How to Raise and Keep Goats

This long excerpt from "Grow It!" covers how to raise and keep goats for milking.

| July/August 1973

Grow It -  Goat Harnesses 2

Left: Simple halter for leading a goat. Right: Collar and light chain to tether goat in open field.


At last! For the first time since the HAVE-MORE Plan was published way back in the 1940's, a fellow named Richard W. Langer has come up with a 365-page book that really introduces a beginner to small-scale farming. Wanna raise your own fruit, nuts, berries, vegetables, grain, chickens, pigs, ducks, geese, and honeybees? GROW IT! tells you how to get started, we like it, and here's another chapter from the book.  

God gives the milk but not the pail. -OLD ENGLISH PROVERB  

Milk and cheese are staples in our diet, and the apprentice farmer's first thoughts on dairy matters are apt to be of a cow. But while there's nothing wrong with having a cow on your spread, sometimes she's more trouble than she's worth.

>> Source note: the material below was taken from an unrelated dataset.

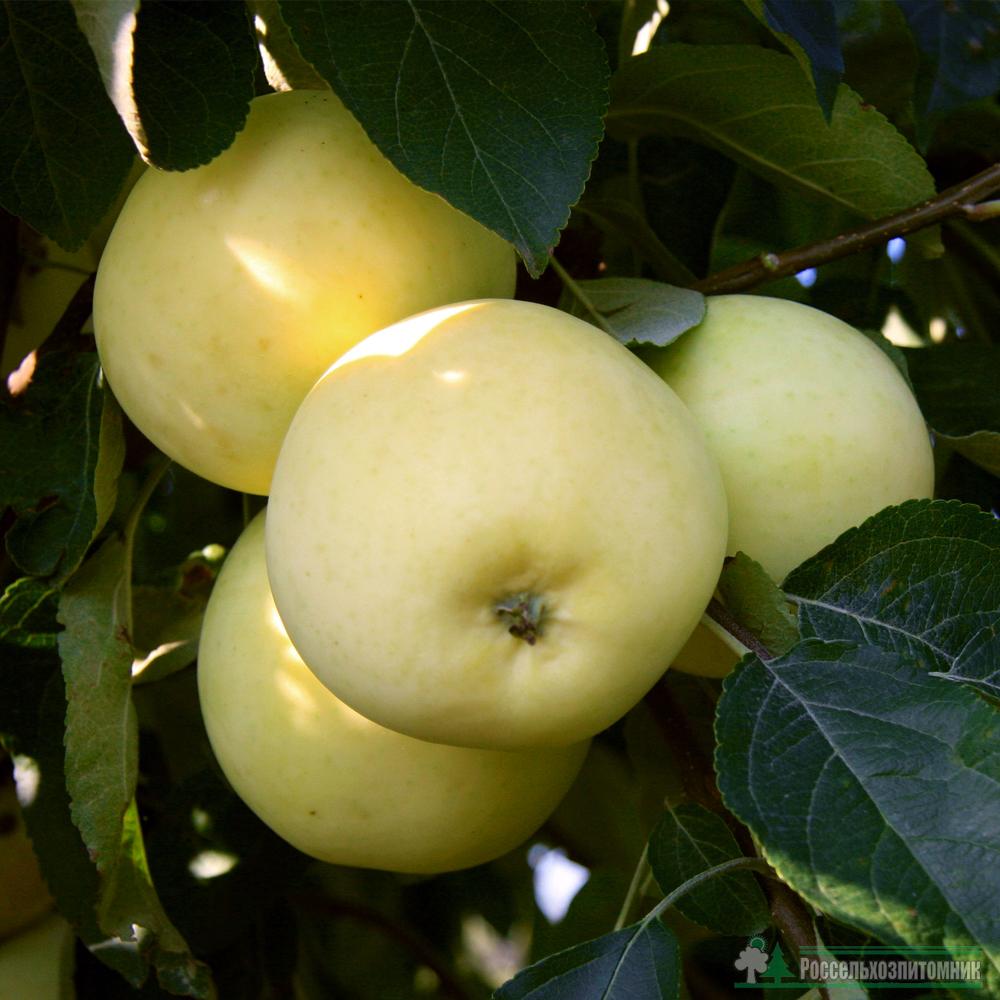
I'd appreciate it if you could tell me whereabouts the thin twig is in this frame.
[705,597,774,660]
[119,455,170,643]
[691,163,1000,295]
[0,208,20,370]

A cow will produce twenty quarts of milk or so a day, which is a lot for one family to consume, yet not enough to make a real business proposition out of daily milk sales. In a communal situation, of course, consumption would be no problem. But milking might. A cow will adjust to being milked twice a day at just about any hour as long as the schedule is regular; however, milk production is best if she deals consistently with the same person. Unless you have a real bovine buff in your midst, this might present a problem in labor allocation.

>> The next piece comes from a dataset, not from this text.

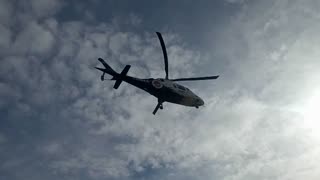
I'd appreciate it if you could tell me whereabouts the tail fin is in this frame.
[113,65,131,89]
[96,58,118,76]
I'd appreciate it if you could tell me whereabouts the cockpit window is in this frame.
[176,84,187,91]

It may well be simpler to build up your flock of hens to the point where you can swap eggs for milk on a regular basis with a neighboring dairy farmer. Still, by the time you've been in the country a year or so, you may want a milk-and-cheese source right on your property . . . maybe meat and leather too. Well then, a goat is your answer.

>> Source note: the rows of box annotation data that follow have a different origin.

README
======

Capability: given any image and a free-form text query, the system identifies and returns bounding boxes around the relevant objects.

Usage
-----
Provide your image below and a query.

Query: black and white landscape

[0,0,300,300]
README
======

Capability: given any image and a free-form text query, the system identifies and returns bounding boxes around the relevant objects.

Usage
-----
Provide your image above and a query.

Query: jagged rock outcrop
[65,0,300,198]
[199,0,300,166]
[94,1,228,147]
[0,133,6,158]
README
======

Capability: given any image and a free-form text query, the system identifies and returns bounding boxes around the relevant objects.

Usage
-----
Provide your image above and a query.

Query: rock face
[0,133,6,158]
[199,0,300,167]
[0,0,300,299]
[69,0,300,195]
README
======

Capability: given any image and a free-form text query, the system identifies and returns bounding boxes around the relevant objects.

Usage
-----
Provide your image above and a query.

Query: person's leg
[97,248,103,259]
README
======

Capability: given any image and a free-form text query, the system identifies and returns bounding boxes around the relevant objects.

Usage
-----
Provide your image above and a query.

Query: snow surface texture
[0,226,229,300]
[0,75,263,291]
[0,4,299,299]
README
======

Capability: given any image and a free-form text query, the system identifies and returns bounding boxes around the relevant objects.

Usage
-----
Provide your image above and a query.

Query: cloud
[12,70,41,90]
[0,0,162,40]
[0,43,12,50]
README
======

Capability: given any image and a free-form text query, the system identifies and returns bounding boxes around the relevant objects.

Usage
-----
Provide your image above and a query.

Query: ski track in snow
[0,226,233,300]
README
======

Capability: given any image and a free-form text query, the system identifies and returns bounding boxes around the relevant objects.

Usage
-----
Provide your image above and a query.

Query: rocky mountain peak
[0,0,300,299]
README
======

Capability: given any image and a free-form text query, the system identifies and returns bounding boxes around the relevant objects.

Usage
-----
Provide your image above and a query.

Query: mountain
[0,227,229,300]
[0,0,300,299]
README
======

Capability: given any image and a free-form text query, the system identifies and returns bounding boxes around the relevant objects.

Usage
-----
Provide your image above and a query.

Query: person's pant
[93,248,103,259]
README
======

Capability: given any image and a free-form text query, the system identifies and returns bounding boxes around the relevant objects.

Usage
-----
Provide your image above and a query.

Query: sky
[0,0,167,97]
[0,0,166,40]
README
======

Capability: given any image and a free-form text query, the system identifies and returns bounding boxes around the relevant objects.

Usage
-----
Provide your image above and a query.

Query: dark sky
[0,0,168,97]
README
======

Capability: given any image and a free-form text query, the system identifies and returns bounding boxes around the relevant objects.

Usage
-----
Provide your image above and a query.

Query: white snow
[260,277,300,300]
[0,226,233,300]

There are many advantages to goats, not the least of which is that goat's milk, sweet and tasty, is more readily digestible than cow's milk and hence more nourishing. You are what you digest, not what you eat. Also, goats don't get tuberculosis; you don't have to worry about pasteurization, which not only takes time and equipment, but, as with any other food-heating process, can cause vitamin loss as well.